Cloning VMs – Why less (I/O & throughput) is better!

I’ve seen the picture below floating around Twitter and LinkedIn which shows a 32GB VM being cloned in just 7 seconds on an All Flash Array (AFA) and has got a lot of attention.

The AFA peaked at over 7000MB/s during this time showing the AFA is capable of some serious throughput!345363bf-bbb3-4389-aafa-71c81f182de3-large

At this stage some people may be thinking im talking about Nutanix, so I would like to point out the above AFA is not a Nutanix NX-9000 All Flash Node.

So why did I write this post?

I am still surprised that technical people find this sort of test and result impressive, because to me the fact the AFA used 7000MB/s of bandwidth to perform the clone means it has not intelligently performed the clone and the process has used additional capacity while potentially having a high impact on the other workloads using the storage.

At this stage I guess I should explain what I mean by intelligently clone.
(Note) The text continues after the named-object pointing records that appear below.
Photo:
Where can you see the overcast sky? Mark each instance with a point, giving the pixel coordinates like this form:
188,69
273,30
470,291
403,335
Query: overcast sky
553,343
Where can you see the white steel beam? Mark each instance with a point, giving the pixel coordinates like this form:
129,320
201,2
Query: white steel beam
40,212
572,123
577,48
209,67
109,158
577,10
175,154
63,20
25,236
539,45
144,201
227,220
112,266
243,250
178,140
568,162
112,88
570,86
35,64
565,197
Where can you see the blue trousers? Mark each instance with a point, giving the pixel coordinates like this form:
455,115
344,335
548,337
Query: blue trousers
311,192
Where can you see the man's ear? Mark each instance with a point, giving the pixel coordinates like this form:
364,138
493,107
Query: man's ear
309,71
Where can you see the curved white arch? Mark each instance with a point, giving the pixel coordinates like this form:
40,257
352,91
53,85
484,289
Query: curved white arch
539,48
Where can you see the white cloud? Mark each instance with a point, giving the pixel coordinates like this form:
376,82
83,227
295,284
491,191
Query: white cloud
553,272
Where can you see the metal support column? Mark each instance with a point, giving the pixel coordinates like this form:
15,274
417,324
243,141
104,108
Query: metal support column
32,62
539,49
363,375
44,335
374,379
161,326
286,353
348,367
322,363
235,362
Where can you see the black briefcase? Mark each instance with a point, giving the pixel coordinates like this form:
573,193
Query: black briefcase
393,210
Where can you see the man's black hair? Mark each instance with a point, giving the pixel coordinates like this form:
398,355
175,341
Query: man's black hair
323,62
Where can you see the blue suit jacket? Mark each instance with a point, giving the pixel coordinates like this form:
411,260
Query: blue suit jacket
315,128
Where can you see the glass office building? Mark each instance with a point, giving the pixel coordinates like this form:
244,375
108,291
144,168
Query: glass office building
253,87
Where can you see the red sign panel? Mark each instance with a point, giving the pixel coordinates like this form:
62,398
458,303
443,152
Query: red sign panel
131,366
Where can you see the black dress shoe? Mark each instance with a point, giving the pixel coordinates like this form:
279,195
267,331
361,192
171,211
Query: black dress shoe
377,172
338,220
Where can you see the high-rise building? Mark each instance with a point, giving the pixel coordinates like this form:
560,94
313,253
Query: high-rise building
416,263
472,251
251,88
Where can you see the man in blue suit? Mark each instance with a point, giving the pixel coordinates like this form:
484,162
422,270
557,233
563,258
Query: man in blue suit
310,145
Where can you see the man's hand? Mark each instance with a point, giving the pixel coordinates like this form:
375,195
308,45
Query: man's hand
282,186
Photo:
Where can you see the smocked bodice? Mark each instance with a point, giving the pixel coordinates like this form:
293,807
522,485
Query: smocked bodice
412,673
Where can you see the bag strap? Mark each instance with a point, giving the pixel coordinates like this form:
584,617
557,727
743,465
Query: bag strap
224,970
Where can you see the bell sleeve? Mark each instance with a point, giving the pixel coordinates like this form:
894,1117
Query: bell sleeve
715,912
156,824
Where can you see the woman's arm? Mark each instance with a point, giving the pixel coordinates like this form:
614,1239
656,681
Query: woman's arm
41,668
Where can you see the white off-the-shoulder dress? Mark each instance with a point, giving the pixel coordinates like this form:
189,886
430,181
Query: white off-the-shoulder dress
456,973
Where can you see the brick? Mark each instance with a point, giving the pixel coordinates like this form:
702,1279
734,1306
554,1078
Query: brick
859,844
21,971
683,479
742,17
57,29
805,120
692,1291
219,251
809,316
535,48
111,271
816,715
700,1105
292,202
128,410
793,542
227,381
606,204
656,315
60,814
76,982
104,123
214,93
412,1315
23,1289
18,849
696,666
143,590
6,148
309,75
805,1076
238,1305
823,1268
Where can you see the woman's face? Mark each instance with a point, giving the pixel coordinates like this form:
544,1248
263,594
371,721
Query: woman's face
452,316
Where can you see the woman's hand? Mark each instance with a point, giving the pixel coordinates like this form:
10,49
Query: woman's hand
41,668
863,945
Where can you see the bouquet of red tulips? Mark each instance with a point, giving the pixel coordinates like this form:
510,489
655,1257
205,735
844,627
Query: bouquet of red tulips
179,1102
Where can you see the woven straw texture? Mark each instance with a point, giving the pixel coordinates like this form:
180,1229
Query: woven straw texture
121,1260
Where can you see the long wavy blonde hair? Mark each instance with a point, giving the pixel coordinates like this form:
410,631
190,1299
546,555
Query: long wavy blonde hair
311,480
An intelligent clone in my mind is where:

a) The clone takes a few seconds to occur
b) The clone is offloaded to the storage layer
c) Uses almost zero I/O & bandwidth to perform the clone
d) Uses almost zero additional space

So in the above example, the solution has cloned the VM in a few seconds, so a) has been satisfied, and since there is no information provided I’m going to give it the benefit of the doubt and say the clone was offloaded to the storage layer, so im assuming (rightly or wrongly) that b) is also satisfied.

But what about c) and d).

If the clone uses 7000MB/s of bandwidth that must have some impact (if not a significant impact) on other workloads running on the storage, even if it is only for 7 seconds.

The clone was also writing data throughout the 7 seconds, so its also duplicating the data.
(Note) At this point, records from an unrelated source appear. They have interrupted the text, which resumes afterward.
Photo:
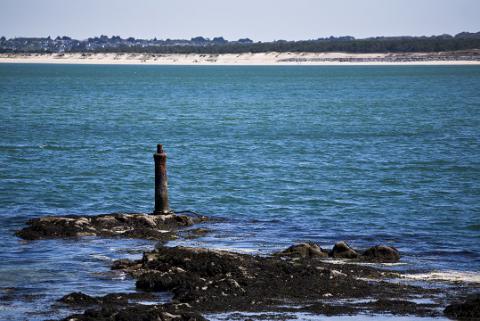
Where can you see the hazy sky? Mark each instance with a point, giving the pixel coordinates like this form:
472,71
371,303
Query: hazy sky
260,20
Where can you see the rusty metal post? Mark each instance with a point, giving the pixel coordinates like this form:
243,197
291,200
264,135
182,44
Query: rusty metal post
161,182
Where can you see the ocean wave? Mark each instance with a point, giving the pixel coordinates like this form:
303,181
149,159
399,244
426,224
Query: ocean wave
446,276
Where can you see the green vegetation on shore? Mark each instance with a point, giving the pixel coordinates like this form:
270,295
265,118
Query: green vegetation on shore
218,45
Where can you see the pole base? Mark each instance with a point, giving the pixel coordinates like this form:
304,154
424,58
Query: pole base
165,212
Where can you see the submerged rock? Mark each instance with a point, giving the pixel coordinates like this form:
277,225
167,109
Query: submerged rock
382,253
468,310
303,250
78,299
217,281
136,312
344,251
137,225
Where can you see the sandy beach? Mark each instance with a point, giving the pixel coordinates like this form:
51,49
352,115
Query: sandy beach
270,58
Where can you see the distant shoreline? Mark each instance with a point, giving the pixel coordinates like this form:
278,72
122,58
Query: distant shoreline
471,57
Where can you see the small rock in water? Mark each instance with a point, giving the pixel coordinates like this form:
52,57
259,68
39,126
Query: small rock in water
382,253
79,299
468,310
303,250
344,251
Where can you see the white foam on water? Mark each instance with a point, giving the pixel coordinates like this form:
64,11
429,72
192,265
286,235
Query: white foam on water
101,257
346,261
315,317
446,276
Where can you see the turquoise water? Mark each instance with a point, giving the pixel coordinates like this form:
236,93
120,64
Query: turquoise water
364,154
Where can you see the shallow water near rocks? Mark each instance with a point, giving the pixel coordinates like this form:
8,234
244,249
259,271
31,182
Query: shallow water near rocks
286,154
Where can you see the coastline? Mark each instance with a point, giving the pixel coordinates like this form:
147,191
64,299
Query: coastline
249,59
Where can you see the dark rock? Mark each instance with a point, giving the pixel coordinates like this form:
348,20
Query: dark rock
381,253
304,250
128,225
195,233
468,310
78,299
136,313
344,251
218,281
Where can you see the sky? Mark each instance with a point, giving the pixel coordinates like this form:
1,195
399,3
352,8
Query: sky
259,20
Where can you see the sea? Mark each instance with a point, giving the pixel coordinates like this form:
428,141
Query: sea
279,154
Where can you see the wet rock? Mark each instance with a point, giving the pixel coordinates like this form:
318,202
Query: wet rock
401,307
78,299
468,310
218,281
381,253
304,250
128,225
195,233
344,251
136,313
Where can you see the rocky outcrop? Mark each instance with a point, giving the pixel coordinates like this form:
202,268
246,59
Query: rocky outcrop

So the net result is a fast yet high impact (capacity / performance) clone.

Back in 2012, when I worked at IBM, I wrote this post (Netapp Edge VSA – Rapid Cloning Utility) about intelligent cloning, as a customer was suffering terrible VDI recompose times due to using a big dumb storage solution which had no inteligent cloning capabilities. The post shows even on an old IBM x3850 M2 with slow old 4 core processors running a Virtual Storage Appliance running on 3 peices of spinning rust (146GB SAS disks) and it still completes the task in just 4.73 seconds per clone in full compliance with the 4 items I identified as aspects of intelligent cloning (below).
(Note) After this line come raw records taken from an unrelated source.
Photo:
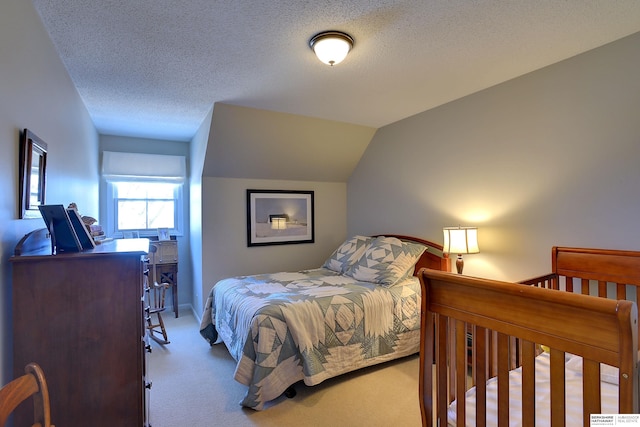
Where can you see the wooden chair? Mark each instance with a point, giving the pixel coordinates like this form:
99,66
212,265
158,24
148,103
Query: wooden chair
156,293
32,384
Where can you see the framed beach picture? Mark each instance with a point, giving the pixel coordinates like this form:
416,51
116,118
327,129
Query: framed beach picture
279,217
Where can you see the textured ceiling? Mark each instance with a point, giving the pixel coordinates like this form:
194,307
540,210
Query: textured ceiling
154,68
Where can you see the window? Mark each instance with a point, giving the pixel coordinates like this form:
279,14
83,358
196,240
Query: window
144,192
143,205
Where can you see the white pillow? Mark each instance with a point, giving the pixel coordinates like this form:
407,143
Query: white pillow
608,374
347,253
386,260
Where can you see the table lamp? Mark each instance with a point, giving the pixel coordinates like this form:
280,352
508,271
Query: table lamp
460,240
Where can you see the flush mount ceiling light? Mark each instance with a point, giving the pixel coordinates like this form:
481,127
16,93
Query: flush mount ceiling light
331,47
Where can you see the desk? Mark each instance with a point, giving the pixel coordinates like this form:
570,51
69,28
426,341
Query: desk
164,266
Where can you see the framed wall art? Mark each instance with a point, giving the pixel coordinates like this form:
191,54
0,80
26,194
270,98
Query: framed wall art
279,217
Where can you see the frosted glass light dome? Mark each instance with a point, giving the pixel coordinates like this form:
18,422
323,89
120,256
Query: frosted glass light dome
331,47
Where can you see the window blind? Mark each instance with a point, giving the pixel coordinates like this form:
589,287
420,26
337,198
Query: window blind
117,165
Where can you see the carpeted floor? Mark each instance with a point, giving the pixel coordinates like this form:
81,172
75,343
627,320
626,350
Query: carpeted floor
193,386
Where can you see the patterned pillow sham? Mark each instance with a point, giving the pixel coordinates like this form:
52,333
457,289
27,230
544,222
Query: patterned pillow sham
347,253
386,260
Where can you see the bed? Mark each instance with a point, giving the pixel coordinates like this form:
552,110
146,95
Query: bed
360,308
551,350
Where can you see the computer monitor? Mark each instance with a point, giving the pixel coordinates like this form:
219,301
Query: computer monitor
63,234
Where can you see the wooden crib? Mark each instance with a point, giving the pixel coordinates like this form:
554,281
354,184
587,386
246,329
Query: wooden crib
482,336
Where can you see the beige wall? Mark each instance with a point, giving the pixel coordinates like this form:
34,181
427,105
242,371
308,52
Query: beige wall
36,93
550,158
198,150
224,228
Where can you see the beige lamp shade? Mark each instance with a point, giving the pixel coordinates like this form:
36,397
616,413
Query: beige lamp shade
461,240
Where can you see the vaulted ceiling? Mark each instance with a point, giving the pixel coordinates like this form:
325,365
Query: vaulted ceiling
154,68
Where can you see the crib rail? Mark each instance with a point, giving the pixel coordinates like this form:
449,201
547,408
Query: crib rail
483,329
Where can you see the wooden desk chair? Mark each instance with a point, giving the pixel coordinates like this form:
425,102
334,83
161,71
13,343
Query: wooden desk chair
32,384
156,293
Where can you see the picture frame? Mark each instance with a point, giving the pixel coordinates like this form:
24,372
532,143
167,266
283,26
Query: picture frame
32,164
280,217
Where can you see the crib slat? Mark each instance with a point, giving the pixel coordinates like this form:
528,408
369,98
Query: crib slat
590,390
557,388
602,289
441,360
621,291
461,369
528,384
503,379
480,341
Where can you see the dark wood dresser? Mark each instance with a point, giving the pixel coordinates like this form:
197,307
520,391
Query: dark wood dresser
80,316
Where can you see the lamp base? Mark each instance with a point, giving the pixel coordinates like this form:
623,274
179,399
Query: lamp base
459,263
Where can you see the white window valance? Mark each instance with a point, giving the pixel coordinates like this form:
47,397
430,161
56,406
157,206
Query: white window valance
117,165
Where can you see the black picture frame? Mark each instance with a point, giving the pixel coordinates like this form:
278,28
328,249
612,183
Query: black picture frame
280,217
32,164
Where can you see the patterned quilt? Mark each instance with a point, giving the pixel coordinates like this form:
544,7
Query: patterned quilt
309,325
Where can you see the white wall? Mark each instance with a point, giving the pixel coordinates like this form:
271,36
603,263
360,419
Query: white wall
198,150
550,158
224,228
36,93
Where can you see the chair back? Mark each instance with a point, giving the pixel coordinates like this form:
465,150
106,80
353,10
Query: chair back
32,384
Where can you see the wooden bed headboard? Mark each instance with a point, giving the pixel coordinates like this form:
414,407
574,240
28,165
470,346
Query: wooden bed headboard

a) The clone takes a few seconds to occur
b) The clone is offloaded to the storage layer
c) Uses almost zero I/O & bandwidth to perform the clone
d) Uses almost zero additional space

The reason intelligent cloning is so much faster is because there is no need to duplicate a VM, the intelligent cloning process simply creates pointers back to the original file (which remains Read Only) and only uses I/O & capacity when new data is created.

The process is actually mostly dependant on vCenter to register the new VM which is why the process takes a couple of seconds as the process takes almost no time at the storage layer. The size of the VM being cloned is irrelevant. (Note: In my post from 2012 it was a 10Gb VM although again the size has no impact on the speed of an intelligent clone)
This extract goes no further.